The study acknowledged that people’s race, gender, income, and education all affect health-related behaviors. And research shows households with low incomes, single mothers, and people of color are overrepresented among renters and are disproportionately vulnerable to eviction. Although the study cannot definitively quantify the effects of eviction on individual outcomes, the authors suggest policymakers can use their findings to increase assistance to renters, prevent evictions, and offer stable housing options to people facing financial hardship.

Key findings
  • Both eviction rates and eviction filing rates at the census tract level are significantly correlated with the five health-related behaviors.
  • Urban Illinois census tracts observed in this study with predominately Black and Hispanic households had higher rates of smoking, lack of leisure time or physical activity, obesity, and sleeping fewer than seven hours than other tracts.

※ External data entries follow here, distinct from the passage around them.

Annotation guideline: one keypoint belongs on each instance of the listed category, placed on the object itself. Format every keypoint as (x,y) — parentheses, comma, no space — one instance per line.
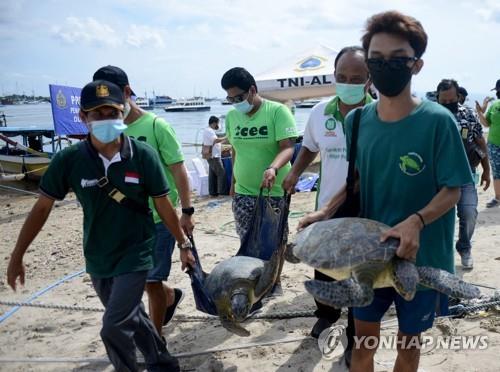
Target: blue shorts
(414,316)
(164,247)
(494,153)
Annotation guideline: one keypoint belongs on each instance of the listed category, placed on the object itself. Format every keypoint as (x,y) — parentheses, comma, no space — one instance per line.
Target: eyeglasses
(238,98)
(395,63)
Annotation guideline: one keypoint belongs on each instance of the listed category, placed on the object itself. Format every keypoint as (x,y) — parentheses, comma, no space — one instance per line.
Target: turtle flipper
(405,278)
(343,293)
(270,273)
(234,328)
(447,283)
(289,256)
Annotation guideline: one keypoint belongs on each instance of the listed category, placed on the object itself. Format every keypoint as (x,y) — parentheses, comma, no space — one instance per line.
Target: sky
(182,48)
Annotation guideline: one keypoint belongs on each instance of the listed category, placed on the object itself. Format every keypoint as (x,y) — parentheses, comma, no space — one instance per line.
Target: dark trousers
(125,324)
(332,314)
(216,177)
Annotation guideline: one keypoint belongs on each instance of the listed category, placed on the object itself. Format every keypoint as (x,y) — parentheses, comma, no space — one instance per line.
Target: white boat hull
(33,166)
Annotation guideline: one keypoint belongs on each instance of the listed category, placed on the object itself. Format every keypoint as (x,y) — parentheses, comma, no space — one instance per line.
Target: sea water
(187,125)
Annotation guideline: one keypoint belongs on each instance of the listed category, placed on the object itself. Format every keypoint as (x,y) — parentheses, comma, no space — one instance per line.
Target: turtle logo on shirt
(411,164)
(331,124)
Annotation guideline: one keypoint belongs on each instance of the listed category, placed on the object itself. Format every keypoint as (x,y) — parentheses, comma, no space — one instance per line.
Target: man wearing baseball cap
(490,118)
(108,174)
(156,132)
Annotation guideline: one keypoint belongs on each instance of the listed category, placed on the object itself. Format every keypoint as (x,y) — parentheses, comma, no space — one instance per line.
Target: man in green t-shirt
(491,119)
(262,134)
(112,177)
(411,164)
(156,132)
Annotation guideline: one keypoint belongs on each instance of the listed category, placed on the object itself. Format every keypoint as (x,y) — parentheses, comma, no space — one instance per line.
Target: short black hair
(238,77)
(349,49)
(447,84)
(395,23)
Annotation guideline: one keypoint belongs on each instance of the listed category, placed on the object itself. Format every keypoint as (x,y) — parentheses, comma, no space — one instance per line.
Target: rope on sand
(38,294)
(183,318)
(457,310)
(140,360)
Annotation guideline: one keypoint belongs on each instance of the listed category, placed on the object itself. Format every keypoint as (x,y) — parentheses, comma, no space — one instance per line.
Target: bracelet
(421,219)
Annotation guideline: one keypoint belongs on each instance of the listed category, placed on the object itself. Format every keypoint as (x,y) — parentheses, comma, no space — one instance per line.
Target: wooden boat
(26,156)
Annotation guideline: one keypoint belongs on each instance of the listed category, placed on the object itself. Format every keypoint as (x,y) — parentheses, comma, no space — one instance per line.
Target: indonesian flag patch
(131,177)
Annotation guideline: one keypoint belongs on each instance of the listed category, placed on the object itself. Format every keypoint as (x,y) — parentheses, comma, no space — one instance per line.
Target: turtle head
(405,278)
(232,312)
(240,306)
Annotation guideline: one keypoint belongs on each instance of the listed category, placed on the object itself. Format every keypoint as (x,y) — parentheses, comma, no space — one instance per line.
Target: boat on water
(191,104)
(27,158)
(162,101)
(143,103)
(308,103)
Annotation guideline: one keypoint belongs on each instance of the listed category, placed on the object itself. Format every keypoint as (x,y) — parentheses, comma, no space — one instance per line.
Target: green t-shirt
(164,140)
(116,239)
(493,118)
(402,165)
(256,142)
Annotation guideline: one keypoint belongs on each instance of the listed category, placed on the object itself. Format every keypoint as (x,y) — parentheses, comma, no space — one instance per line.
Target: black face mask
(452,106)
(390,77)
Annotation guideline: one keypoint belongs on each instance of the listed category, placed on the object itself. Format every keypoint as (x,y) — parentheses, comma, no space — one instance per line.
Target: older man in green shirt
(156,132)
(112,177)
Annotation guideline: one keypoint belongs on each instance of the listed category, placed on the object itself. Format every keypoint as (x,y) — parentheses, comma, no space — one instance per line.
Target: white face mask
(108,130)
(126,109)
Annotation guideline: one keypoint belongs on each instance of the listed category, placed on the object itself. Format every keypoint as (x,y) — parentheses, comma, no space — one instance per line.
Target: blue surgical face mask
(107,131)
(126,109)
(350,94)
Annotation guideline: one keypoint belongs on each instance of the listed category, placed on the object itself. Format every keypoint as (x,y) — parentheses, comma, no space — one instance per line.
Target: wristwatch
(185,245)
(274,169)
(189,211)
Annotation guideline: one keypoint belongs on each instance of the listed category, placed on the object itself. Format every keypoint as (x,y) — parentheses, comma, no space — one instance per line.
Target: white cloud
(87,31)
(144,36)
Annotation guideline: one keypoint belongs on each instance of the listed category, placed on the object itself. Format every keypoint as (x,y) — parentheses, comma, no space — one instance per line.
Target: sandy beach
(69,340)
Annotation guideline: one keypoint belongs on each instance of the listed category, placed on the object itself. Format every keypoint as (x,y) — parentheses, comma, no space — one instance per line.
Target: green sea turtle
(349,250)
(240,282)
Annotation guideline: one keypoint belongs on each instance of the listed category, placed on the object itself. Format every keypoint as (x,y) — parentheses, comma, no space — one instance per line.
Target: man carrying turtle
(156,132)
(324,133)
(411,164)
(113,180)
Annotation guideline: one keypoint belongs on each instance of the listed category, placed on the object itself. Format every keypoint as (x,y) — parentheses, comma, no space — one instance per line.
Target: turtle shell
(344,243)
(233,271)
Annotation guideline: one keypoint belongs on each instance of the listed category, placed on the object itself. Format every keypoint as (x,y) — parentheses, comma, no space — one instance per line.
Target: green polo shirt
(160,136)
(256,142)
(116,240)
(493,119)
(403,164)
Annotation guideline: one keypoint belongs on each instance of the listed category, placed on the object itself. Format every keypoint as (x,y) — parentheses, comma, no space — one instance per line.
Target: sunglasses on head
(396,63)
(238,98)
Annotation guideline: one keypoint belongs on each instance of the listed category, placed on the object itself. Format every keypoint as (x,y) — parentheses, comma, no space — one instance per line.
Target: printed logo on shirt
(411,164)
(331,125)
(251,132)
(88,183)
(132,177)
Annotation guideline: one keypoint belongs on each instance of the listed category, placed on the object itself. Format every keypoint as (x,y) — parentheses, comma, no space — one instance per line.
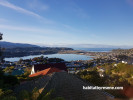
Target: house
(40,67)
(45,72)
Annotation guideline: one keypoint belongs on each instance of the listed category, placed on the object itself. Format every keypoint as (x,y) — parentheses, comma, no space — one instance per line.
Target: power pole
(1,58)
(1,36)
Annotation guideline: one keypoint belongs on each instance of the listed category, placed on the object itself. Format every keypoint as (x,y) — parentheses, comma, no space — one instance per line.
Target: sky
(59,22)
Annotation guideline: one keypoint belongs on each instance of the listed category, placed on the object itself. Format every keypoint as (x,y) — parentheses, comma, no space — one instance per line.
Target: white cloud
(37,5)
(22,10)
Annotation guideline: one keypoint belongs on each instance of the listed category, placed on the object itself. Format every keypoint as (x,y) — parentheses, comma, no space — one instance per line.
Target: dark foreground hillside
(64,85)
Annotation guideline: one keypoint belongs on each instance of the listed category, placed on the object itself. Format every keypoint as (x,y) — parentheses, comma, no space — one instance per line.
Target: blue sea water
(66,57)
(95,49)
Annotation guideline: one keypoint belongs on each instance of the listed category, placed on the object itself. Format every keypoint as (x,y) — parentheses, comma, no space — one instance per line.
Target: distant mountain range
(4,44)
(79,46)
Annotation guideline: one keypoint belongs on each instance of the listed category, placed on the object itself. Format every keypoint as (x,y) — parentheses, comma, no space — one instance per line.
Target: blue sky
(108,22)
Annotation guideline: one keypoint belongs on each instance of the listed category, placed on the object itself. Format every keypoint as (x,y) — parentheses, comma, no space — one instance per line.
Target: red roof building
(43,69)
(45,72)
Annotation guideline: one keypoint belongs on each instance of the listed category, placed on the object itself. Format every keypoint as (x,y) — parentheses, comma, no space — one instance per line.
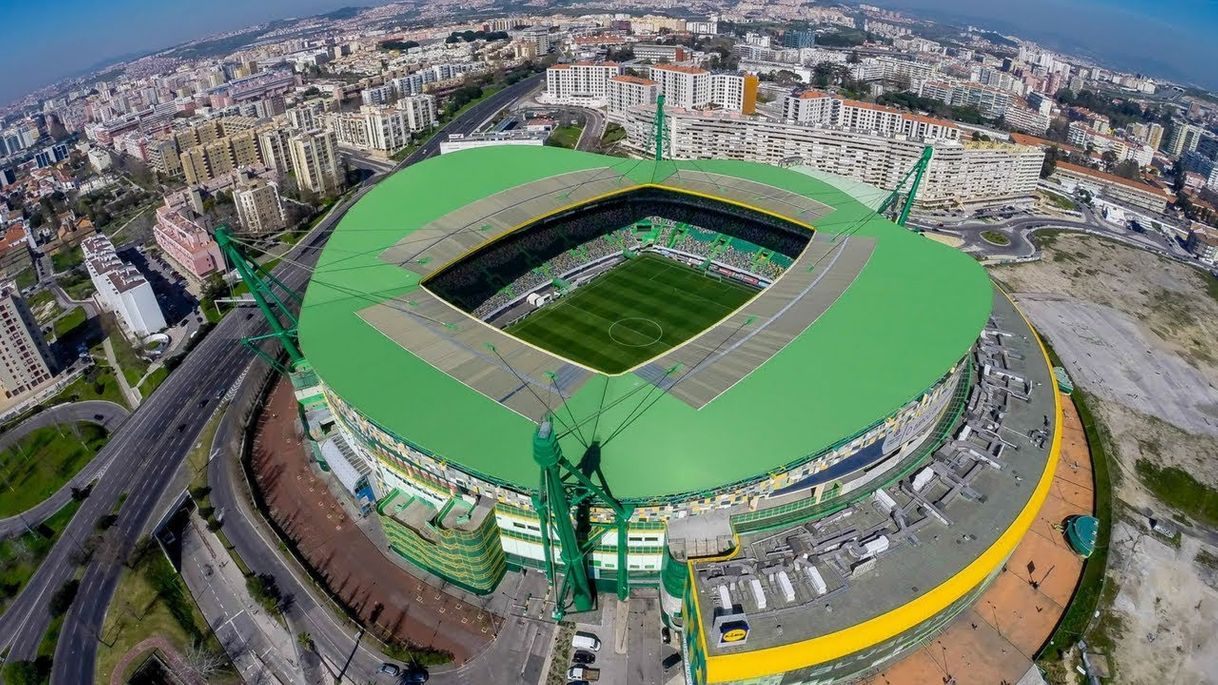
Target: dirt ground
(996,639)
(396,602)
(1137,333)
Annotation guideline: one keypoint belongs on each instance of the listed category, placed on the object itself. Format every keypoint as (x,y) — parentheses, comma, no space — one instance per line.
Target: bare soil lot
(1138,334)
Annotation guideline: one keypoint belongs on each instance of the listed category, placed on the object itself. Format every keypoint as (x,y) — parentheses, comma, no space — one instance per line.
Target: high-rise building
(1184,138)
(626,92)
(314,155)
(1155,135)
(580,83)
(24,357)
(182,235)
(258,207)
(420,111)
(122,288)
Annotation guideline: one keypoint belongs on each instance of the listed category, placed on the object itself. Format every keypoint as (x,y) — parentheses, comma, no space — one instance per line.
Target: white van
(586,641)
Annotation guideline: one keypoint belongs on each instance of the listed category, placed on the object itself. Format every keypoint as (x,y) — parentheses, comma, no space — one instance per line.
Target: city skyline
(1128,34)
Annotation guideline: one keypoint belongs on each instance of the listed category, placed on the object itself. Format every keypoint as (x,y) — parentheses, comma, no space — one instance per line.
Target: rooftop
(909,313)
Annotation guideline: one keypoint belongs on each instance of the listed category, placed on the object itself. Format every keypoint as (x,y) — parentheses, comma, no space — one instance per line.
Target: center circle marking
(640,332)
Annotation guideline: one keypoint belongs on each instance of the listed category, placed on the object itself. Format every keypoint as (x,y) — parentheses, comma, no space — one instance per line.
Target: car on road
(582,673)
(584,657)
(586,641)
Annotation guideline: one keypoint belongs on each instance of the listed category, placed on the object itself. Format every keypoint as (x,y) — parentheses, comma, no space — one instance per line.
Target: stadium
(781,388)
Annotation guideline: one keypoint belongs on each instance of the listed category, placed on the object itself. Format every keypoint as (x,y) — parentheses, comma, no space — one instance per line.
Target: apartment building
(26,361)
(1112,187)
(960,173)
(260,209)
(626,92)
(420,111)
(314,156)
(183,238)
(694,88)
(580,83)
(1026,120)
(817,109)
(121,288)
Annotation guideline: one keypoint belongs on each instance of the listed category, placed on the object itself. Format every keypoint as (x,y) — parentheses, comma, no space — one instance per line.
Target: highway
(149,449)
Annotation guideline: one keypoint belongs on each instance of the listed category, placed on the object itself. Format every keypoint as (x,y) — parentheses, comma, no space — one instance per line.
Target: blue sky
(45,42)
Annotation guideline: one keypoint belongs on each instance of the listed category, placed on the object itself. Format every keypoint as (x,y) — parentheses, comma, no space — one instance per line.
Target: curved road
(149,447)
(107,415)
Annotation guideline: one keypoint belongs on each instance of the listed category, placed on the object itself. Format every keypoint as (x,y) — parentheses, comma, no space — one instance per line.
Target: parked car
(586,641)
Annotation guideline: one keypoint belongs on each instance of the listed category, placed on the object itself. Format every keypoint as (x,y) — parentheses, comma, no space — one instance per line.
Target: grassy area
(22,555)
(151,600)
(42,462)
(26,278)
(1179,490)
(68,322)
(98,383)
(565,137)
(636,311)
(132,365)
(77,285)
(995,238)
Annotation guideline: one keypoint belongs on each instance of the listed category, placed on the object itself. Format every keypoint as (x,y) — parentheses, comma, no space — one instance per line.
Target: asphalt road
(111,417)
(147,450)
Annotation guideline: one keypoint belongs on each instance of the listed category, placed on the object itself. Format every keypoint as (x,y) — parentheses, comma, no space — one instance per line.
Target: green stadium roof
(912,312)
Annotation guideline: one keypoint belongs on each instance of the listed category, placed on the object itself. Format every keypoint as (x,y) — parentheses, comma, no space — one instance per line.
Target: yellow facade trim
(727,668)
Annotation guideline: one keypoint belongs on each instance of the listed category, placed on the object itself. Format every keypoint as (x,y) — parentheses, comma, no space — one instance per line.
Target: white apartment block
(694,88)
(314,155)
(817,109)
(682,87)
(258,207)
(383,129)
(121,288)
(626,92)
(420,111)
(24,358)
(960,173)
(1028,121)
(580,83)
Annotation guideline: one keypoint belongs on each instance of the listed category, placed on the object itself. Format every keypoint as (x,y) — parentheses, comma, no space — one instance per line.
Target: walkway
(110,413)
(998,639)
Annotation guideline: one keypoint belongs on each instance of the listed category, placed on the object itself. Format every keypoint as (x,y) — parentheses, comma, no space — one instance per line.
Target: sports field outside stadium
(631,313)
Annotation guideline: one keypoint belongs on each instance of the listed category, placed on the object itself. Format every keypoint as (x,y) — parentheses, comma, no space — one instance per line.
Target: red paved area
(384,595)
(995,640)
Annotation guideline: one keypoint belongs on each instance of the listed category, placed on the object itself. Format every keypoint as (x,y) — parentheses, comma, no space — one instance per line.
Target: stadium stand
(528,259)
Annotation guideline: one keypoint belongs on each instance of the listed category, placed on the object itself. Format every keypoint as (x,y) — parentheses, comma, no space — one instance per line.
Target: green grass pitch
(636,311)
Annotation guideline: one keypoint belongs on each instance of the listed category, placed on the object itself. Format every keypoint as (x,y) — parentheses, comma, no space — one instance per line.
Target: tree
(1128,168)
(205,662)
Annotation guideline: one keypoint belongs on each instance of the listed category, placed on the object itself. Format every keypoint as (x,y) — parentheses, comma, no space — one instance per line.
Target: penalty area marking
(641,334)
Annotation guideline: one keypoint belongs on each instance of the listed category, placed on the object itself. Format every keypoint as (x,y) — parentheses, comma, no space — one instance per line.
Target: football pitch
(631,313)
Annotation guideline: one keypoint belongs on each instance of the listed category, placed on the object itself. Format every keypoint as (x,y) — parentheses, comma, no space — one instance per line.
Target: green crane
(263,285)
(916,172)
(659,128)
(564,496)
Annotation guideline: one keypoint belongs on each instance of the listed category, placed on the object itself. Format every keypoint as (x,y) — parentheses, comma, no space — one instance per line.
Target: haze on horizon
(1139,35)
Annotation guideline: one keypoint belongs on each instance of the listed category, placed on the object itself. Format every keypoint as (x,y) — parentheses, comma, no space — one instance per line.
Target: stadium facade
(845,386)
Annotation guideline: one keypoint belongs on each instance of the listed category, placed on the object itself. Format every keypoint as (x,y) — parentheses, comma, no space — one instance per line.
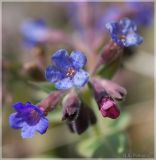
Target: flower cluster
(29,118)
(68,75)
(67,70)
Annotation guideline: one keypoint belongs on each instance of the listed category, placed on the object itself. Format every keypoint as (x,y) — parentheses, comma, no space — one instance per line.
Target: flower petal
(80,78)
(62,60)
(42,126)
(64,84)
(15,121)
(78,59)
(53,74)
(19,107)
(28,131)
(133,39)
(113,27)
(127,25)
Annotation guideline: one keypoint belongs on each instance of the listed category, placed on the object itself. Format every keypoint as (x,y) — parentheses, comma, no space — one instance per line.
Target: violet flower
(29,118)
(66,71)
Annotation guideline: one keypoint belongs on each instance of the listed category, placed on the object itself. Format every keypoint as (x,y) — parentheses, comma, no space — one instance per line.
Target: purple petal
(127,26)
(64,84)
(78,59)
(19,107)
(42,126)
(15,121)
(28,131)
(133,39)
(61,59)
(53,74)
(80,78)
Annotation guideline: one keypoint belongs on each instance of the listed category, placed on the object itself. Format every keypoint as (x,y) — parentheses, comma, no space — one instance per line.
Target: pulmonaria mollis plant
(73,75)
(66,70)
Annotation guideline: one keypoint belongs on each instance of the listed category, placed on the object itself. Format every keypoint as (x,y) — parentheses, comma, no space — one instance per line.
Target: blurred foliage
(109,138)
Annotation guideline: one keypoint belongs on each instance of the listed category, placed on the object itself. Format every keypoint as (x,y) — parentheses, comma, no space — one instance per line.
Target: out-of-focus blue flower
(124,33)
(66,70)
(33,31)
(144,12)
(29,119)
(111,14)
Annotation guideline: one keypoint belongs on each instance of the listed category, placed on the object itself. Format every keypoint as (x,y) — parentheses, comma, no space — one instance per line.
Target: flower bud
(108,108)
(110,88)
(71,107)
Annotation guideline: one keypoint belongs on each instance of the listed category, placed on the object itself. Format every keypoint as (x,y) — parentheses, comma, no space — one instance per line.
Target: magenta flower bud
(110,88)
(71,107)
(109,108)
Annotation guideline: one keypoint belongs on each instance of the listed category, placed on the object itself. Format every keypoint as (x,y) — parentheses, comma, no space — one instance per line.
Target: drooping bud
(111,88)
(109,108)
(106,92)
(71,107)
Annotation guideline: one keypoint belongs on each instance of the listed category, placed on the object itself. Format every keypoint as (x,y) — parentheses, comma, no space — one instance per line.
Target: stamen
(70,72)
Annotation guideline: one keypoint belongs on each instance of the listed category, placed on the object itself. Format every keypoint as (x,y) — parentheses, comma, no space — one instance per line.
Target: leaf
(113,146)
(108,70)
(88,146)
(55,116)
(44,86)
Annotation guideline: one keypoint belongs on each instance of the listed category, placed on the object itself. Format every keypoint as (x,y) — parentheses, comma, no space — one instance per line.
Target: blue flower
(123,33)
(66,70)
(33,31)
(29,119)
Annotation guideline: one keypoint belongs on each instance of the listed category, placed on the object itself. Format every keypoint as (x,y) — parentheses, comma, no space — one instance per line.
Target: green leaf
(44,86)
(112,146)
(108,70)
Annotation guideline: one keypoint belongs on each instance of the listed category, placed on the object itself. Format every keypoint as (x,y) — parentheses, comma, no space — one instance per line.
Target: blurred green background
(132,133)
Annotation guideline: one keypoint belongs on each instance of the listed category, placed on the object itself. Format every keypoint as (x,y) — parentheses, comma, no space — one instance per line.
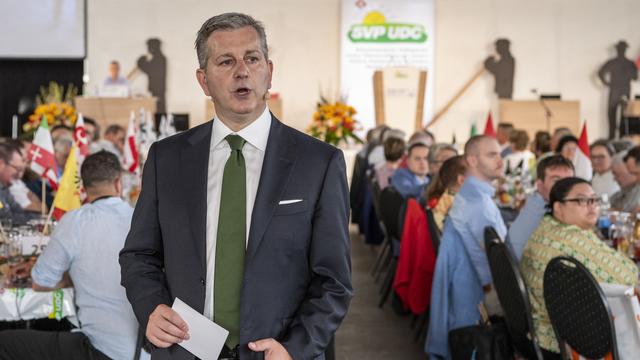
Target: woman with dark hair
(567,230)
(441,192)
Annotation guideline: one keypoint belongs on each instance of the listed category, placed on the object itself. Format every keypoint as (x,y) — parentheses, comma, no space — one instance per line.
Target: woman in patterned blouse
(568,231)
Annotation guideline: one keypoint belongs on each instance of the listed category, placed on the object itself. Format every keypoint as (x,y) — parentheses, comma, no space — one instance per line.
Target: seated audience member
(568,231)
(520,160)
(393,151)
(558,134)
(11,166)
(541,144)
(567,147)
(438,154)
(503,135)
(628,198)
(410,182)
(549,171)
(85,244)
(462,275)
(27,199)
(444,187)
(602,180)
(113,141)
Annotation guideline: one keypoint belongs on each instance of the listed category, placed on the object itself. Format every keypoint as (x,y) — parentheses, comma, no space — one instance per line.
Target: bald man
(462,275)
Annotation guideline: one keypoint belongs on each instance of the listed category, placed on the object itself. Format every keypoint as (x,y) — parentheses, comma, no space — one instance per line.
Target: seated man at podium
(115,85)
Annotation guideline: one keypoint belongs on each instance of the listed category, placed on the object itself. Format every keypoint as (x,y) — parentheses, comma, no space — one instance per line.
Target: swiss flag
(581,161)
(41,155)
(488,129)
(81,139)
(130,147)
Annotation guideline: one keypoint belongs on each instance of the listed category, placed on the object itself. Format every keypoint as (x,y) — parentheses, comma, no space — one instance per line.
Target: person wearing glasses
(567,230)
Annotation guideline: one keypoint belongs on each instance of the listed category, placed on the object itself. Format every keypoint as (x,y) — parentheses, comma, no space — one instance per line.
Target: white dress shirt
(256,136)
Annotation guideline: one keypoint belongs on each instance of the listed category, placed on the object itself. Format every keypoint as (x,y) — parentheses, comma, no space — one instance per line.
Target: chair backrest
(512,293)
(578,309)
(434,231)
(391,202)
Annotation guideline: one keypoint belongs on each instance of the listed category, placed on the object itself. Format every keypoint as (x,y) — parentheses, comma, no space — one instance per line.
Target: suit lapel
(195,165)
(279,159)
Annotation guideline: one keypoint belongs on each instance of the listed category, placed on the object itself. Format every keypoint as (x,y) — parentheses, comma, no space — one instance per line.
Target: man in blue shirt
(410,182)
(549,170)
(462,271)
(84,247)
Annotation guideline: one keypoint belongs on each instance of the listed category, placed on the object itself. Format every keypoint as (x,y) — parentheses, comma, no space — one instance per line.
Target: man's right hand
(166,327)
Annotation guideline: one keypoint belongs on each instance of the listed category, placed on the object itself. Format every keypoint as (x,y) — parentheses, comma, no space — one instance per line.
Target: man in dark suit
(243,218)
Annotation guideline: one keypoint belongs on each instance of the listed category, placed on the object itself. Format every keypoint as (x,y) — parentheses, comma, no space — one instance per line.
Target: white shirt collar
(256,134)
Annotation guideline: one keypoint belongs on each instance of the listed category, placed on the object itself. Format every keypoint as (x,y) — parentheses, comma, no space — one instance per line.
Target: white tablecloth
(27,304)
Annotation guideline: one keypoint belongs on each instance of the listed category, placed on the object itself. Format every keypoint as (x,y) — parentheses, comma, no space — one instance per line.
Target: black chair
(578,309)
(391,204)
(513,296)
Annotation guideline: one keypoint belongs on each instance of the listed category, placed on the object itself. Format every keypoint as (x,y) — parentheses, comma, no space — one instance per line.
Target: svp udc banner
(377,34)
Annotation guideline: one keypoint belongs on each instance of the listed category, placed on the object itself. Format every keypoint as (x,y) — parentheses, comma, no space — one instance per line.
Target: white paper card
(206,338)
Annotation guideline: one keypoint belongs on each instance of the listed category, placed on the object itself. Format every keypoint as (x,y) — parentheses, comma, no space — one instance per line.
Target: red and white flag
(43,162)
(581,160)
(488,129)
(130,147)
(81,139)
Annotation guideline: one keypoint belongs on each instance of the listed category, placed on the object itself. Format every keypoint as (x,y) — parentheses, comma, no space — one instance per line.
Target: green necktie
(230,243)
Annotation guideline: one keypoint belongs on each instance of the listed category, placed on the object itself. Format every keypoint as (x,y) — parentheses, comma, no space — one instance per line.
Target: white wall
(302,35)
(558,46)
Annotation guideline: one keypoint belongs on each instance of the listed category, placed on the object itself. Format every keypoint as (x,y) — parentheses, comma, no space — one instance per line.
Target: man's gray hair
(227,21)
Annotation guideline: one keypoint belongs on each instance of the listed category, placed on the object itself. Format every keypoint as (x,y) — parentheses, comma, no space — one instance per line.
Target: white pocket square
(287,202)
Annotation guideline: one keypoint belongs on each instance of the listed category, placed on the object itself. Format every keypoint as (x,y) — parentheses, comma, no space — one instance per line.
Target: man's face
(12,170)
(443,155)
(114,71)
(502,135)
(600,159)
(633,168)
(237,75)
(418,162)
(487,161)
(551,176)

  • On average, Black households had the highest instances of the health-related behaviors, with the exception of binge drinking. It should be noted that predominately Black, non-Hispanic households had a significantly higher average eviction filing rate at 6.17, compared with white, non-Hispanic households at 2.08 and Hispanic households at 2.56.
  • Binge drinking was the only indicator to decrease as eviction filing rates and eviction rates increase.
Policy implication
  • Housing subsidy programs such as the Housing Choice Voucher Program need more funding to provide stable housing to the millions of low-income renters who cannot afford market rents.